Speaker 3:It's true, by acknowledging and addressing those deeper issues, we can transform our relationship with anger and create a more peaceful and fulfilling life.
Speaker 1:You know it's interesting. As we've been talking, I'm realizing that managing anger is about so much more than just calming down in the moment.
Speaker 3:Right.
Speaker 1:It's about developing a whole new way of relating to ourselves.
Speaker 3:Yes.
Speaker 1:And to the world around us.
Speaker 3:That's a profound insight. It's about shifting our mindset from one of reactivity to one of responsiveness.
Speaker 1:It's about becoming more mindful of our emotions, more intentional in our actions and more compassionate in our interactions.
Speaker 3:And that shift in perspective can have a ripple effect.
Speaker 2:Wow.
Speaker 3:Not only on our own well-being, but also on our relationships and even on the world around us.
Speaker 1:It's a beautiful vision, isn't it?
Speaker 3:It is.
Speaker 1:A world where people are more skilled at communicating their needs, resolving conflicts peacefully and forgiving themselves and others.
Speaker 3:It's a world where anger is no longer seen as a purely destructive force, but as a source of energy that can be harnessed for positive change.
Speaker 1:Well, that brings us to the end of our deep dive into taming your inner Godzilla.
Speaker 3:It does.
Speaker 1:We've covered a lot of ground, from the subtle sabotage of passive, aggressive anger to the science backed benefits of forgiveness and the power of self-regulation.
Speaker 3:It's been a great conversation.
Speaker 1:It has.

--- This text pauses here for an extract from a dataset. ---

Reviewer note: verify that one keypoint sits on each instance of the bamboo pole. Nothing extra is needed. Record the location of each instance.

So remember you have the power to choose how you respond to anger.
Speaker 3:You do.
Speaker 1:You can choose to let it control you, or you can choose to use it as fuel for growth and transformation.
Speaker 3:That's right.
Speaker 1:It's about recognizing that anger, like all emotions, has a message for us. It's about listening to that message, understanding its wisdom and using it to create a more fulfilling and meaningful life.
Speaker 3:It's about stepping into your own power, becoming the master of your emotions, not their slave.
Speaker 1:We hope this deep dive has equipped you with the tools and insights you need to navigate the complexities of anger. Remember to practice self-compassion, be patient with yourself and keep exploring the fascinating world of your own emotional landscape.